Thanks to those people, a year and eight months later, yesterday's ruling in Boumediene v. Bush, which defines the right to habeas corpus as a constitutional right to be applied to foreign nationals -- no matter what their "enemy combatant" designation, marked the end of "a six-year nightmare" -- a "final vindication," according to Ratner, who recalled the extraordinary challenge of taking on the Guantánamo cases back in the fall of 2001. "We made a decision ... in very difficult times," he said. "The Supreme Court has acknowledged what we've been saying all along," said CCR executive director Vince Warren, who called the decision "the first step ... in reversing a dangerous and overzealous set of policies by the Bush administration."

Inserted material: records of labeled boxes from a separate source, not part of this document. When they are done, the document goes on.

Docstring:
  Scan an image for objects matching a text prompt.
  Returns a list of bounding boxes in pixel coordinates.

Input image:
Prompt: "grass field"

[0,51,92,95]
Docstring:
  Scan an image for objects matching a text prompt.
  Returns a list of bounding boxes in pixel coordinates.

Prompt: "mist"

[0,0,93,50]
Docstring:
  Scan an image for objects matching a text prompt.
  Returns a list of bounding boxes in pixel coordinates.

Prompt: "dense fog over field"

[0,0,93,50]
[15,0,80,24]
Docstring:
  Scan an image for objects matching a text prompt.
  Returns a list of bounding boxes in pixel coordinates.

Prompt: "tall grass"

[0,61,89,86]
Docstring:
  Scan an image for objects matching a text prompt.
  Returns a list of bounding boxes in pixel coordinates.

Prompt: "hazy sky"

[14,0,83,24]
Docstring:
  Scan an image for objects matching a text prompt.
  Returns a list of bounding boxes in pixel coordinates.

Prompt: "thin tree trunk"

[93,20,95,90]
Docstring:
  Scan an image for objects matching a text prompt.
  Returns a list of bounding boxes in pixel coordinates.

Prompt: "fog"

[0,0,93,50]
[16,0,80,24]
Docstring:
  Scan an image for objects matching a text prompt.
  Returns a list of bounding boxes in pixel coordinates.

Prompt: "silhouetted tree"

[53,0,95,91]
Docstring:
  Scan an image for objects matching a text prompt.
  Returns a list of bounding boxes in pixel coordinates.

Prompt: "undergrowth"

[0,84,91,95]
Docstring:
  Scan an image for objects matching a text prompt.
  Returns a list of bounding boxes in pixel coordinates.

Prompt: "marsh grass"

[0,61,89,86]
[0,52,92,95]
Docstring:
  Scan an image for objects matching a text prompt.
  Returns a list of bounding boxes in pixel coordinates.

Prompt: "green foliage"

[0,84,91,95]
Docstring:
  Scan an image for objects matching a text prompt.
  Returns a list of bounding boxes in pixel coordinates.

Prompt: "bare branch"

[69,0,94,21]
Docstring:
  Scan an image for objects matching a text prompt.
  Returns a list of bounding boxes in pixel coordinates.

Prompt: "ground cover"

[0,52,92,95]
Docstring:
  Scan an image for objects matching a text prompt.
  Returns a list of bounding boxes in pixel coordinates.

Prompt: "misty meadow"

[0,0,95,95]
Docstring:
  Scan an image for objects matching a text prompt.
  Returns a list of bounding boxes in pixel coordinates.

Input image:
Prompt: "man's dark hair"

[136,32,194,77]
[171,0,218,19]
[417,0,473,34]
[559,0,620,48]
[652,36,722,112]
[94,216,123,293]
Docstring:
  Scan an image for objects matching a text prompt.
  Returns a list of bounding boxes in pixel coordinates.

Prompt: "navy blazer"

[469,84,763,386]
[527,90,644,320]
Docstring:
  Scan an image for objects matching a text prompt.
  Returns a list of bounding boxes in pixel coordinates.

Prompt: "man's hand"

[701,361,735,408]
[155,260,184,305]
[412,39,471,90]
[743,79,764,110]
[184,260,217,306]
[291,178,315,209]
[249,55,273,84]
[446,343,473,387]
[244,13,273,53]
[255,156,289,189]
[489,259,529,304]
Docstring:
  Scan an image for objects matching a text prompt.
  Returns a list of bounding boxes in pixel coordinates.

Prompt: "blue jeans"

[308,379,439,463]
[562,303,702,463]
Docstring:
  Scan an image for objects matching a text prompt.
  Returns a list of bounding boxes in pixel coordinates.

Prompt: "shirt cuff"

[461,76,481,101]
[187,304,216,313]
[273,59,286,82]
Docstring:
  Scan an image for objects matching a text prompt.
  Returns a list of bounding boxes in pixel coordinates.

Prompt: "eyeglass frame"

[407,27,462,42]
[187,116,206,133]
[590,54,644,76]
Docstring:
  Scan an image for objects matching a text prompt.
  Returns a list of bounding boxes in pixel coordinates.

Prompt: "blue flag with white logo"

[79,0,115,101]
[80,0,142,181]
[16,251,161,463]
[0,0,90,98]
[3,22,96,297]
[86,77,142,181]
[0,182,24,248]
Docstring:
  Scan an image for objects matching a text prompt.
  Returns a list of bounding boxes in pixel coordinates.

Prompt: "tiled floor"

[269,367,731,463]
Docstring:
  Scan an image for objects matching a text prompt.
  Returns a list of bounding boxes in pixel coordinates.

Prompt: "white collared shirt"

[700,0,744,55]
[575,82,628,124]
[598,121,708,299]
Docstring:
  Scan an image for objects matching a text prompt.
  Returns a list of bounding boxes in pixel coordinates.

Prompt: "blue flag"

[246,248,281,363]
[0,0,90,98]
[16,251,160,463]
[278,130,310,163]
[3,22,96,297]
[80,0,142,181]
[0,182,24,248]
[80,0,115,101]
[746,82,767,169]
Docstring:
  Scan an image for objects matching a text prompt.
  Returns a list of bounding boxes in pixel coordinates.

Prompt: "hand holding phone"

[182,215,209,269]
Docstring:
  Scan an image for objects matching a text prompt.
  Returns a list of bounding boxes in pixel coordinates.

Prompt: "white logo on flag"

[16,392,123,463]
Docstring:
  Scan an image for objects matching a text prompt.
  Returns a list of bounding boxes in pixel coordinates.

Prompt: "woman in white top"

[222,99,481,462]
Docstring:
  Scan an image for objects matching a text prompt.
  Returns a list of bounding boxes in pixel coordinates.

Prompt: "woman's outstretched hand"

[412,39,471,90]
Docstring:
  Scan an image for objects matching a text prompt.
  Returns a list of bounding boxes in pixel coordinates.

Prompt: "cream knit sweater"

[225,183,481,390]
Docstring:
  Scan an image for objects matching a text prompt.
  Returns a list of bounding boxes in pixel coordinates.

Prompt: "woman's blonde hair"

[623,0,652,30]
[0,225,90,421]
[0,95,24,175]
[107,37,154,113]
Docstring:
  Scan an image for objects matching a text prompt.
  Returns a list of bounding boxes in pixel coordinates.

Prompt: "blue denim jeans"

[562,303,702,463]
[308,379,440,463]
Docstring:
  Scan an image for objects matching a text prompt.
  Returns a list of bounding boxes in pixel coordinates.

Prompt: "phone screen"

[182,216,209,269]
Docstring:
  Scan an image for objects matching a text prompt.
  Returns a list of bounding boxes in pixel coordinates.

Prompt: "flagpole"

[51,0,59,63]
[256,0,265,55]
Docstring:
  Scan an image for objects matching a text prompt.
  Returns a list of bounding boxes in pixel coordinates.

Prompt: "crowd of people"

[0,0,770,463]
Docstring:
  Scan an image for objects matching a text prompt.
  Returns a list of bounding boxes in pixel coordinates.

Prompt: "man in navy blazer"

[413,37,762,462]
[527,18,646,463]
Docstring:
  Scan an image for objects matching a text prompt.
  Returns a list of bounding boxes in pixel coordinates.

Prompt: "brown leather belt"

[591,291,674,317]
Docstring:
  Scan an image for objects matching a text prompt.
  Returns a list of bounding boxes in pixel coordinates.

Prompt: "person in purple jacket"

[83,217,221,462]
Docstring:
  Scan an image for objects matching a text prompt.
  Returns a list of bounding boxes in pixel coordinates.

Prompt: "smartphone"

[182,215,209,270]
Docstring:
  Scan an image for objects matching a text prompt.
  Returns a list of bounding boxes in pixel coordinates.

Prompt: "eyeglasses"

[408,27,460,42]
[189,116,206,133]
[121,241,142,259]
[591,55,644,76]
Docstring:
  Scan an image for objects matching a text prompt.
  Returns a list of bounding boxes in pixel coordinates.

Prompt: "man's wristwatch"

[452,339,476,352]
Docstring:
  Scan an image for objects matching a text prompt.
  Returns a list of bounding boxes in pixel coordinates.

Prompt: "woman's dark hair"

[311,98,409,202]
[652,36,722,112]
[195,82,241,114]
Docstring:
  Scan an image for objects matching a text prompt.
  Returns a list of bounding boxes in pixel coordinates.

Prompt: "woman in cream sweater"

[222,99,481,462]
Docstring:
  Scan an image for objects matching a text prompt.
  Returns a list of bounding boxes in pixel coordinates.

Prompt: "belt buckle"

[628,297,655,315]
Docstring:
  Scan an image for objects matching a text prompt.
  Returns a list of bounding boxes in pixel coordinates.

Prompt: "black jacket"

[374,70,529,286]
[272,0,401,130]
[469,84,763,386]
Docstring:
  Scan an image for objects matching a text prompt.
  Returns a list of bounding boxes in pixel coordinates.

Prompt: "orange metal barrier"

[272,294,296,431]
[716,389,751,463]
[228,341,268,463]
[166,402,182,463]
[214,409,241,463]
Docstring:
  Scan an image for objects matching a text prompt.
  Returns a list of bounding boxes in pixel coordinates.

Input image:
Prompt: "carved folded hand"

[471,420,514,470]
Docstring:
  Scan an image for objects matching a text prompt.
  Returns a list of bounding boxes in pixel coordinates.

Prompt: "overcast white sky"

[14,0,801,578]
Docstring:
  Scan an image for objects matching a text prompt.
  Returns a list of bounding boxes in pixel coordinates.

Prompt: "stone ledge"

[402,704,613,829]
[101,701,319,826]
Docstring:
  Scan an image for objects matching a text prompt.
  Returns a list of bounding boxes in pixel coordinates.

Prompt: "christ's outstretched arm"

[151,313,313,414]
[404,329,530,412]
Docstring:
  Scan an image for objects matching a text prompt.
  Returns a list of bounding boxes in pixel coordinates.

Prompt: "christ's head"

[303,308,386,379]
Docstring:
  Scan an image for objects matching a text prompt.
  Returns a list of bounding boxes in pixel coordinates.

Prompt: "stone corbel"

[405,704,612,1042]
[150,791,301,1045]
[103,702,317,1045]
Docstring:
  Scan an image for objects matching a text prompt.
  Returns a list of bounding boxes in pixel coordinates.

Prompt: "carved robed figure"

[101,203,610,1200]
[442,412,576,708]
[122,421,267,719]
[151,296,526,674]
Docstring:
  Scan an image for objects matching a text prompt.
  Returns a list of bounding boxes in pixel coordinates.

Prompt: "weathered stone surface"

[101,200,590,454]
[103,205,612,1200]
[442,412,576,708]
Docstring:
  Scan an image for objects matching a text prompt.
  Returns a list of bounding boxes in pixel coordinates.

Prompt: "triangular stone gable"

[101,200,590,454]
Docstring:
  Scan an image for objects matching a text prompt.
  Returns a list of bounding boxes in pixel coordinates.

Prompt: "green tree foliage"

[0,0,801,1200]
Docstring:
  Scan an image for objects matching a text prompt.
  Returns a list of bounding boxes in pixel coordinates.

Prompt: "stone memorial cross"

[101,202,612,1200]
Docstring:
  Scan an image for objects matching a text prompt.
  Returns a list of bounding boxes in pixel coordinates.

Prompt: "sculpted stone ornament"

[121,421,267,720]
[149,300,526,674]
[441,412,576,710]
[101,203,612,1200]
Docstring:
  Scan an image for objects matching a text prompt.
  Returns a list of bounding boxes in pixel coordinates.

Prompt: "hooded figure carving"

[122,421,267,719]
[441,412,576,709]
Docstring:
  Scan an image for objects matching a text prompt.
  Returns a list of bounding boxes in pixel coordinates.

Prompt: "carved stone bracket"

"Today, unambiguously the rule of law prevailed," said Gita Gutierrez. The Bush administration, she said, can no longer treat Guantánamo as a "no-law zone." Indeed, as Justice Kennedy wrote in the decision, "the Constitution grants Congress and the President the power to acquire, dispose of, and govern territory, not the power to decide when and where its terms apply." What's more, "the political branches," he said do not "have the power to switch the Constitution on or off at will."
There were dissenters, of course, on and off the bench, who, with wild-eyed fervor, took the now-familiar Bush administration line. "America is at war with radical Islamists," declared Justice Antonin Scalia, who went so far as to say that the ruling "will almost certainly cause more Americans to be killed."
Presidential nominee John McCain, when asked what he thought of the Supreme Court ruling, told reporters that he had not yet had a chance to read the opinion. "It obviously concerns me," he said. "These are unlawful combatants, they are not American citizens." He said it was important to "pay attention to Justice Roberts" who also dissented. But he maintained that he believes Guantánamo should be closed. Obama, once a vocal critic of the Military Commissions Act who has since been largely silent on his intentions when it comes to Guantánamo, labeled the decision a rejection of "yet another failed policy supported by John McCain" and described it as "an important step toward reestablishing our credibility as a nation committed to the rule of law."
Meanwhile, President Bush, on his "farewell" tour of Europe, said that, although this was a Supreme Court ruling, "that doesn't mean I have to agree with it." "I strongly agree with those who dissented," he said. "... The dissent was based upon their serious concerns about U.S. national security." He also hinted that, as he has done for six years, he would consider his legislative options.
But as far as the CCR is concerned, Bush cannot change the law this time. This is a constitutional ruling, not a statutory one. The legislative options are virtually nonexistent. "The decision," according to Gutierrez, represents "finality that we have not had in the last six years."
While this ruling grants the handful of prisoners who have already been charged and are being tried under military commissions little immediate assistance, the vast majority of prisoners at Gitmo -- some 270 men -- now have the right to have their attorneys bring forth habeas appeals to Washington. The burden of proof will be on the government to establish that there is a legal and factual basis for the suspects' detention. Although the implications vary for each defendant, depending on the state of his case, Ratner said, "My deeper belief is that a lot of these cases are just going to be gone."
"I've never said this before," he said, but this could mean "a death knell for Guantánamo."